7/18/06

Israel Will Never Hunker Down, Mr. Cohen

If you want to puke, read the opinion Hunker Down With History, by Richard Cohen, Washington Post, Tuesday, July 18, 2006; Page A19.

The greatest mistake Israel could make at the moment is to forget that Israel itself is a mistake. It is an honest mistake, a well-intentioned mistake, a mistake for which no one is culpable, but the idea of creating a nation of European Jews in an area of Arab Muslims (and some Christians) has produced a century of warfare and terrorism of the sort we are seeing now. Israel fights Hezbollah in the north and Hamas in the south, but its most formidable enemy is history itself...

Another gifted British historian, Tony Judt, wraps up his recent book "Postwar" with an epilogue on how the sine qua non of the modern civilized state is recognition of the Holocaust. Much of the Islamic world, notably Iran under its Holocaust-denying president, Mahmoud Ahmadinejad, stands outside that circle, refusing to make even a little space for the Jews of Europe and, later, those from the Islamic world. They see Israel not as a mistake but as a crime. Until they change their view, the longest war of the 20th century will persist deep into the 21st. It is best for Israel to hunker down.
Finished puking? Ok, let's see what the word "hunker" means. Michael Quinion tells us:

Nobody seems to know exactly what its origin is, though it has been suggested it’s linked to the Old Norse huka, to squat; that would make it a close cousin of old Dutch huiken and modern German hocken, meaning to squat or crouch, which makes sense. That’s certainly what’s meant by the word in American English, in phrases like hunker down or on your hunkers.
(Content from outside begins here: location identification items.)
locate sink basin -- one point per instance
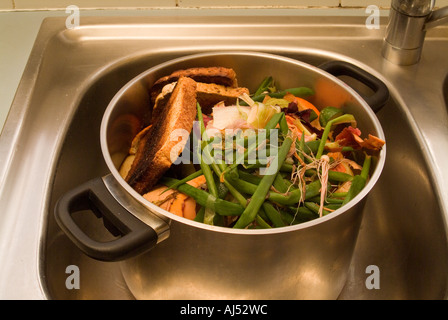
(50, 144)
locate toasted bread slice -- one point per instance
(207, 95)
(154, 154)
(218, 75)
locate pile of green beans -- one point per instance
(238, 196)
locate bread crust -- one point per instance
(153, 155)
(217, 75)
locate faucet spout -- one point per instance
(405, 34)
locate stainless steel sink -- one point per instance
(50, 144)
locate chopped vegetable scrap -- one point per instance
(270, 159)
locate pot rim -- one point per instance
(166, 215)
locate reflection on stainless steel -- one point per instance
(408, 23)
(50, 143)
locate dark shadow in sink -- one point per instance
(402, 232)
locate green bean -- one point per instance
(298, 215)
(185, 180)
(218, 170)
(261, 222)
(205, 199)
(327, 200)
(260, 193)
(269, 126)
(200, 215)
(209, 214)
(264, 85)
(248, 177)
(315, 208)
(273, 215)
(342, 119)
(280, 184)
(301, 92)
(359, 181)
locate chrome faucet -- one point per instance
(405, 34)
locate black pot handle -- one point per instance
(135, 237)
(342, 68)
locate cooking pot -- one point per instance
(164, 256)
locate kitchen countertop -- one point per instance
(18, 31)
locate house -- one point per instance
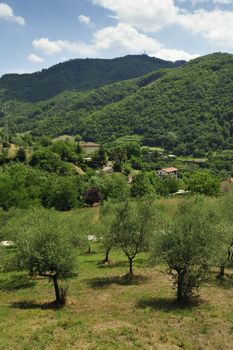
(168, 172)
(89, 147)
(108, 170)
(227, 185)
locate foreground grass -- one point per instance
(105, 312)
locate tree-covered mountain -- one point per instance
(81, 74)
(187, 110)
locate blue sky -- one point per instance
(36, 34)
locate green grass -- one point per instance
(104, 311)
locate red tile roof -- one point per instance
(169, 170)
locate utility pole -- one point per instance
(5, 110)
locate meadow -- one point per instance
(105, 311)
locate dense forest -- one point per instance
(186, 110)
(81, 74)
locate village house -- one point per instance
(89, 147)
(227, 185)
(168, 172)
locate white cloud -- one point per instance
(85, 20)
(47, 46)
(35, 58)
(152, 15)
(110, 41)
(6, 13)
(149, 15)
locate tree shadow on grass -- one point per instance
(16, 282)
(225, 282)
(114, 264)
(104, 282)
(165, 305)
(32, 305)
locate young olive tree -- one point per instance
(188, 245)
(43, 247)
(224, 255)
(131, 229)
(105, 228)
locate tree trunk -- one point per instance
(181, 292)
(106, 260)
(57, 290)
(221, 273)
(130, 266)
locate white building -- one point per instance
(168, 172)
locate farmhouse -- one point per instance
(90, 147)
(227, 185)
(168, 172)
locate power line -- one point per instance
(5, 110)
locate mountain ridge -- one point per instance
(79, 74)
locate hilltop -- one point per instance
(187, 110)
(80, 74)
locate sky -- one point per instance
(36, 34)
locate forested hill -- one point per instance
(184, 110)
(81, 74)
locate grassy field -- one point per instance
(106, 312)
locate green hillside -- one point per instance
(186, 110)
(81, 74)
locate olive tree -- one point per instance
(43, 247)
(106, 237)
(131, 229)
(187, 244)
(224, 255)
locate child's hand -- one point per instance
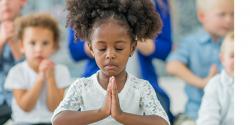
(106, 108)
(50, 73)
(116, 111)
(47, 68)
(212, 72)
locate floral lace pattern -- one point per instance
(137, 96)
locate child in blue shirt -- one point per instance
(196, 61)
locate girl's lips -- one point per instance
(110, 67)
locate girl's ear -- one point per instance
(133, 47)
(221, 58)
(91, 49)
(21, 46)
(201, 15)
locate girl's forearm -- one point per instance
(55, 94)
(78, 118)
(132, 119)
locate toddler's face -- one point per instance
(38, 44)
(227, 58)
(111, 47)
(9, 9)
(219, 19)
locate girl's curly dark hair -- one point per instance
(139, 16)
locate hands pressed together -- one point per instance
(111, 105)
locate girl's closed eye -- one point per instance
(32, 43)
(45, 43)
(119, 48)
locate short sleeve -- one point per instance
(182, 53)
(150, 104)
(15, 79)
(62, 76)
(72, 101)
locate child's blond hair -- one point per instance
(206, 5)
(42, 20)
(229, 39)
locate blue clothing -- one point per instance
(198, 52)
(6, 62)
(163, 46)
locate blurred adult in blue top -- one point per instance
(141, 63)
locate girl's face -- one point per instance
(38, 44)
(111, 47)
(219, 19)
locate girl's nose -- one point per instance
(110, 54)
(38, 48)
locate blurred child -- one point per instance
(112, 96)
(197, 59)
(10, 53)
(37, 83)
(217, 107)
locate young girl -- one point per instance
(37, 83)
(111, 96)
(217, 107)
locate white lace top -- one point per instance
(137, 97)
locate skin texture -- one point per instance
(111, 47)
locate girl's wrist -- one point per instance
(102, 113)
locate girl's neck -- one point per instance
(120, 80)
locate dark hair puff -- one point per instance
(140, 16)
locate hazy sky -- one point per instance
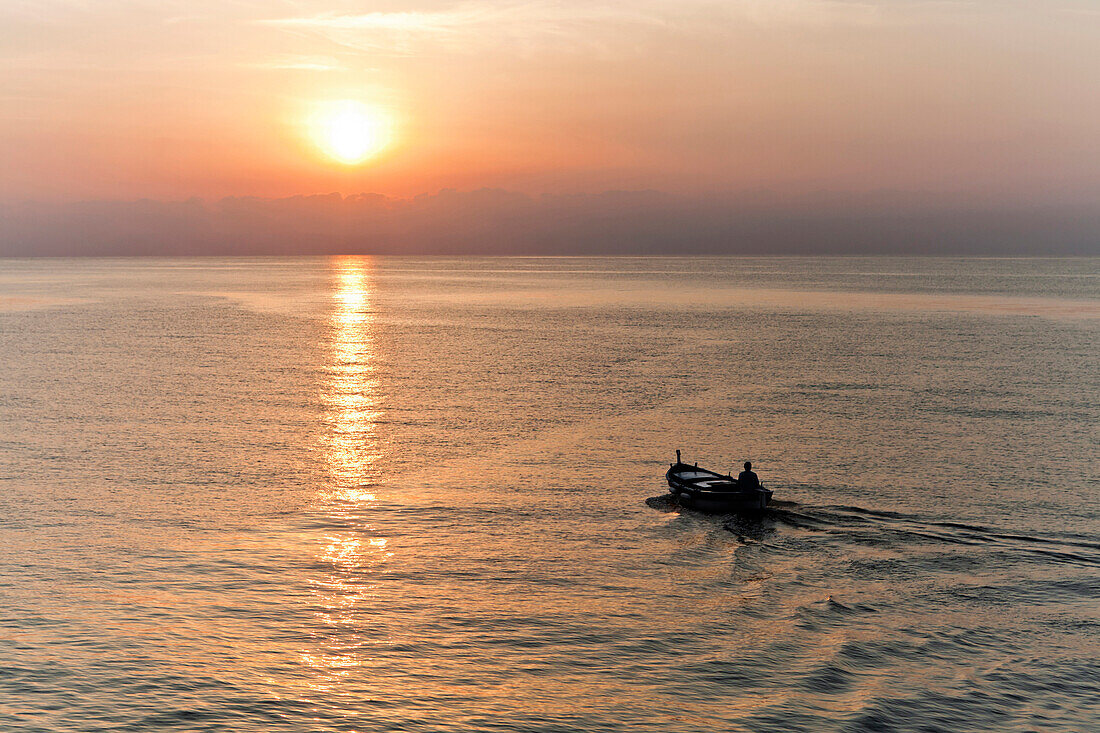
(987, 100)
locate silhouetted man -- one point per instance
(747, 478)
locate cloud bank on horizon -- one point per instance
(989, 105)
(494, 222)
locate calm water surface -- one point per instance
(362, 494)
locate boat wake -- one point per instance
(893, 529)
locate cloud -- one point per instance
(494, 221)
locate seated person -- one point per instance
(747, 478)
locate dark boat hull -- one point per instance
(713, 493)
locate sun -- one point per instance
(350, 131)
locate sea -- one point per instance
(365, 494)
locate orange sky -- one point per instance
(207, 98)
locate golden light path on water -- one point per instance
(351, 452)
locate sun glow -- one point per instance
(350, 131)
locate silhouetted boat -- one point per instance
(714, 493)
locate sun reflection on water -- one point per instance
(351, 451)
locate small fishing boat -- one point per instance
(713, 493)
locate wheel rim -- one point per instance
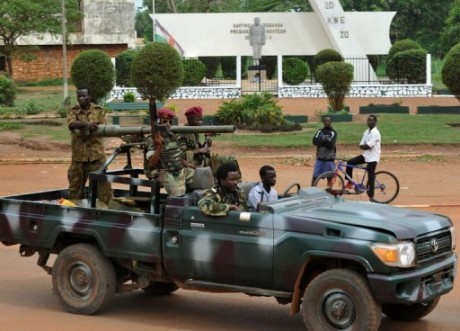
(339, 310)
(80, 280)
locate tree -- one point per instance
(157, 71)
(94, 69)
(450, 35)
(451, 71)
(336, 78)
(19, 18)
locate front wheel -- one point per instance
(386, 187)
(331, 182)
(409, 312)
(340, 299)
(84, 280)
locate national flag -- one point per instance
(162, 35)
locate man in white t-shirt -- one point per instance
(370, 144)
(263, 191)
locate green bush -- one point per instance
(401, 46)
(408, 66)
(295, 71)
(194, 72)
(129, 97)
(336, 78)
(451, 70)
(123, 67)
(324, 56)
(212, 64)
(94, 69)
(254, 111)
(157, 71)
(7, 91)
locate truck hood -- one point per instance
(402, 222)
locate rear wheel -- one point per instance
(330, 182)
(386, 187)
(84, 280)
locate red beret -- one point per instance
(166, 113)
(194, 111)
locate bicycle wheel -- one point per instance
(330, 182)
(386, 187)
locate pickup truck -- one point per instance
(340, 263)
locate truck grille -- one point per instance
(433, 245)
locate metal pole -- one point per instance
(64, 50)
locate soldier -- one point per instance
(87, 150)
(164, 159)
(198, 154)
(226, 195)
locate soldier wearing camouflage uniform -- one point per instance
(196, 153)
(164, 159)
(226, 195)
(87, 150)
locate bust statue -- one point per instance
(256, 39)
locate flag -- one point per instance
(162, 35)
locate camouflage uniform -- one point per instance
(214, 203)
(87, 154)
(176, 177)
(189, 142)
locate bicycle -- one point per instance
(386, 184)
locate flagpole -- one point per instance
(153, 20)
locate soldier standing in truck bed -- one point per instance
(164, 159)
(87, 150)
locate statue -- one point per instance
(256, 39)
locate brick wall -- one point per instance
(48, 61)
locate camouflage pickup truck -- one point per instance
(341, 263)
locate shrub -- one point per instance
(324, 56)
(408, 66)
(194, 72)
(157, 71)
(123, 67)
(212, 64)
(129, 97)
(295, 71)
(7, 91)
(401, 46)
(94, 69)
(336, 78)
(251, 111)
(451, 70)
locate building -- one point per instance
(107, 25)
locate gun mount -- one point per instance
(118, 131)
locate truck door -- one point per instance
(236, 249)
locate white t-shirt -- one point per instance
(372, 139)
(258, 194)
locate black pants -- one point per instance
(371, 166)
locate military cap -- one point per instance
(194, 111)
(166, 113)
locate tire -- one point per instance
(157, 288)
(409, 312)
(84, 280)
(337, 183)
(340, 299)
(386, 187)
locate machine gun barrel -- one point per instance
(118, 131)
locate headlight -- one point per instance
(396, 255)
(453, 235)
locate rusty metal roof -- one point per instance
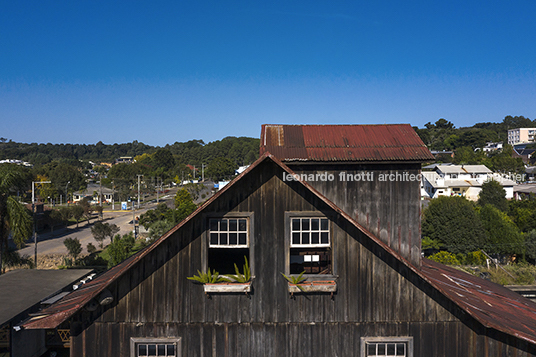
(492, 305)
(361, 143)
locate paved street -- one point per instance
(52, 243)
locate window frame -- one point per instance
(408, 340)
(135, 341)
(309, 214)
(206, 237)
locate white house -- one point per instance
(462, 180)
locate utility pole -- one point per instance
(139, 191)
(33, 213)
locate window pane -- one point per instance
(315, 238)
(233, 225)
(213, 224)
(305, 238)
(324, 238)
(371, 350)
(381, 349)
(213, 238)
(391, 348)
(242, 239)
(295, 224)
(400, 349)
(233, 238)
(295, 238)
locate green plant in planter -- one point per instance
(208, 277)
(296, 280)
(241, 277)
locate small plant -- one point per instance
(91, 248)
(296, 280)
(208, 277)
(73, 246)
(241, 277)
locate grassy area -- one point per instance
(514, 274)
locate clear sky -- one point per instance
(166, 71)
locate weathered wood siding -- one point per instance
(377, 296)
(384, 201)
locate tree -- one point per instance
(503, 236)
(454, 222)
(157, 229)
(493, 193)
(220, 168)
(101, 231)
(73, 246)
(184, 205)
(120, 249)
(77, 212)
(14, 216)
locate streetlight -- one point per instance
(33, 212)
(66, 194)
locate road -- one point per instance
(52, 243)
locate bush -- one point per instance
(73, 247)
(475, 258)
(91, 248)
(445, 257)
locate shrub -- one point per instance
(445, 257)
(73, 247)
(91, 248)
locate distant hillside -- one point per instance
(443, 135)
(241, 150)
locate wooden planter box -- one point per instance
(227, 288)
(328, 286)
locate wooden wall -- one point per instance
(390, 209)
(377, 296)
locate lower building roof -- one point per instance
(21, 289)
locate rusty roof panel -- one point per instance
(493, 305)
(389, 142)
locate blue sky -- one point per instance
(166, 71)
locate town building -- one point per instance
(521, 135)
(462, 180)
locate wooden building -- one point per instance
(368, 292)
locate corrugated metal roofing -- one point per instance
(388, 142)
(492, 305)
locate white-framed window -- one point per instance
(228, 232)
(387, 346)
(144, 347)
(228, 241)
(309, 243)
(309, 232)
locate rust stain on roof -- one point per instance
(389, 142)
(491, 304)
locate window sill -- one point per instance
(326, 286)
(227, 288)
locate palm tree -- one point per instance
(15, 220)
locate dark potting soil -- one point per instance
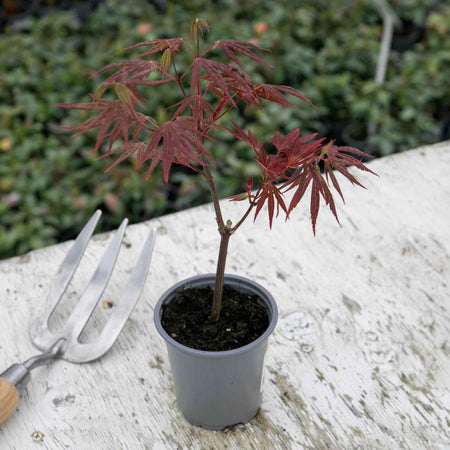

The Oxford English Dictionary has a fine description of how to hunker: “squat, with the haunches, knees, and ankles acutely bent, so as to bring the hams near the heels, and throw the whole weight upon the fore part of the feet”. The advantage of this position is that you’re not only crouched close to the ground, so presenting a small target for whatever the universe chooses to throw at you, but you’re also ready to move at a moment’s notice.

Hunker down has also taken on the sense of to hide, hide out, or take shelter, whatever position you choose to do it in. This was a south-western US dialect form that was popularised by President Johnson in the mid 1960s. Despite its Scots ancestry, hunker is rare in standard British English.
To me it seems you "hunker" when there is a powerful force hurled against you and when you are not capable of withstanding the onslaught in an upright position.

Well Mr. Cohen, Israel does not need to "hunker". Israel can stand up tall and proud. And Israel does not need to take shelter. Israel can go ahead and take the initiative.

I am quite sure that there is no idiom in Hebrew equivalent to "hunker down". This is not part of the language of the modern Zionist.

We are proud. We stand tall. We take action against our enemies.

The mistake in history will be made by anyone who thinks that Israel will ever "hunker down."

And while I'm on the subject Mr. Cohen, you are wrong about the infamous Harvard-published-essay by Walt and Mearsheimer. You say:

No, It's Not Anti-Semitic: On April 5, for instance, The Post ran an op-ed, 'Yes, It's Anti-Semitic,' by Eliot A. Cohen, a professor at the John Hopkins School of Advanced International Studies and a respected defense intellectual. Cohen does not much like a paper on the Israel lobby that was written by John Mearsheimer of the University of Chicago and Stephen Walt of Harvard University. He found it anti-Semitic. I did not.
I have said it before, and I will say it again, Yes it is! I'm not 'hunkering down' on this issue.